The new film by legendary action film director Yuen Woo-ping is a spin-off of the director's famous "Ip Man" series. It was chosen to close the 10-day festival on Saturday.
Rising action star Zhang Jin plays Cheung Tin-chi, a martial artist who fights against the corrupt connection between Western colonial police and a Western heroin dealer during the colonial period in Hong Kong.
"I am of a generation that grew watching Hong Kong action movies ... It was because of the kung fu movies that I started learning martial arts," Zhang said in a press conference at the 23rd BIFF.
"Hong Kong action films played a role in letting people around the world understand kung fu and achieved the miracle of opening up an era for kung fu movies," the actor noted.
"Martial art is not just a tool used for the movie, but martial art cinema is itself a form of art," he also said, adding that the film will prove its high value with the passage of time, just as the Hong Kong action movies from the past retain their allure to this day.
Compared with the Hong Kong action genre's peak in the '80s and '90s, today's environment is dire in terms of the number of theatrical releases, Yuen said, attributing the smaller market to deteriorating film quality since the '90s.
"But the level (of quality) is increasingly getting better ... and the Hong Kong film industry is seeing an improvement in its environment and its global reputation is also improving," he said. "This is what Hong Kong movie people have achieved so far and what they will continue to achieve going forward."
Mind-blowing kung fu combat scenes dominate the story set in a bar district in Hong Kong's Wan Chai District. Swords or airborne action scenes were sometimes employed to add an edge to the movie. Famous Hong Kong actress Michelle Yeoh plays a main role as the leader of a powerful criminal gang, skilled in martial arts.
"Every scene in the film was difficult and perilous to shoot, but the most risky was the scene where a fight takes place on commercial neon signs hung on the sides of high buildings," Zhang noted.
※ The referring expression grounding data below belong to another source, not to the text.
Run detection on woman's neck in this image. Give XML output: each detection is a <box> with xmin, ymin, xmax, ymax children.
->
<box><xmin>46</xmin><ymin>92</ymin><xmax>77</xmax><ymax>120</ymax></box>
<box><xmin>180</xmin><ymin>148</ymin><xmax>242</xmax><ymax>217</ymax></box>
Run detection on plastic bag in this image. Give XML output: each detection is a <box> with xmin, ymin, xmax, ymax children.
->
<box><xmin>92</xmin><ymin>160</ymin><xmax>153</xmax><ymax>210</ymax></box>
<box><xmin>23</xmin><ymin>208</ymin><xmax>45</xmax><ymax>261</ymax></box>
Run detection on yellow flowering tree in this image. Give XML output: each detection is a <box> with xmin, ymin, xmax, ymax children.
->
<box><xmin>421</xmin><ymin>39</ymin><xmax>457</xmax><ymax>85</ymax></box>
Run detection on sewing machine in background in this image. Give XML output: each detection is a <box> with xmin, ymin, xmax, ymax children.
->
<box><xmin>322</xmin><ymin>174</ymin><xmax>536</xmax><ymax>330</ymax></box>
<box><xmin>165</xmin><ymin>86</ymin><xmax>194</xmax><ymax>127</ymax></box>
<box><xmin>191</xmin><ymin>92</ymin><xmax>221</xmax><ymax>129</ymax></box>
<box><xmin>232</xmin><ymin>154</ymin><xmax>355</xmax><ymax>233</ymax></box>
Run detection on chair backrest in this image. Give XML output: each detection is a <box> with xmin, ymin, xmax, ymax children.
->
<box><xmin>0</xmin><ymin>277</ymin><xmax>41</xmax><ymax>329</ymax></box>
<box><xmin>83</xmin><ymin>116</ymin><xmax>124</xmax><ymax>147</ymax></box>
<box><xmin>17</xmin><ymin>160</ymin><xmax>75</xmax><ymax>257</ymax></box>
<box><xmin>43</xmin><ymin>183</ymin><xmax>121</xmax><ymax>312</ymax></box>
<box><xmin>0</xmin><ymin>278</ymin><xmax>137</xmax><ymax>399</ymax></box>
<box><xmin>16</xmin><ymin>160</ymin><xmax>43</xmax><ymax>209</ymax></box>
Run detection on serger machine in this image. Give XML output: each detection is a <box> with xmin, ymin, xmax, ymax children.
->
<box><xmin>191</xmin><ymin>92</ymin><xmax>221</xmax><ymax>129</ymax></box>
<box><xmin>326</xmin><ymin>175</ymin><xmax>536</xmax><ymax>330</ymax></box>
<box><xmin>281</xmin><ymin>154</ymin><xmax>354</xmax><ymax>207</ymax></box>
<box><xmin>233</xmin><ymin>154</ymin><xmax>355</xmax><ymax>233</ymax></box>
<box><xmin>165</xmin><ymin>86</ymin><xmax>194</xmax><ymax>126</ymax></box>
They were set as high as a building's roof, requiring the staff and the cast members to be extremely cautious.
"As someone who has acrophobia, it was a real challenge to me. I sustained minor injuries ... but (finished the shooting) without a major accident," he said.
"It a story of foreigners bullying Chinese people, something that was likely (in that period) in the district of Wan Chai where in fact many foreigners and foreign soldiers lived," the director noted.
Patrick Tam, also one of the film's cast members, said, "From the past to up until today, what Hong Kong action films try to convey is not individualism, but the spirit of living together and cooperating, and this movie is one of them."
"There's a Chinese saying 'if you don't bother me, I don't bother you.'" he said. "In Hong Kong action movies, people never easily pick a fight. But there's those bad guys and people engage in fights out of a sense of justice," he said. "I think Hong Kong movies carry the path a human should rightly follow."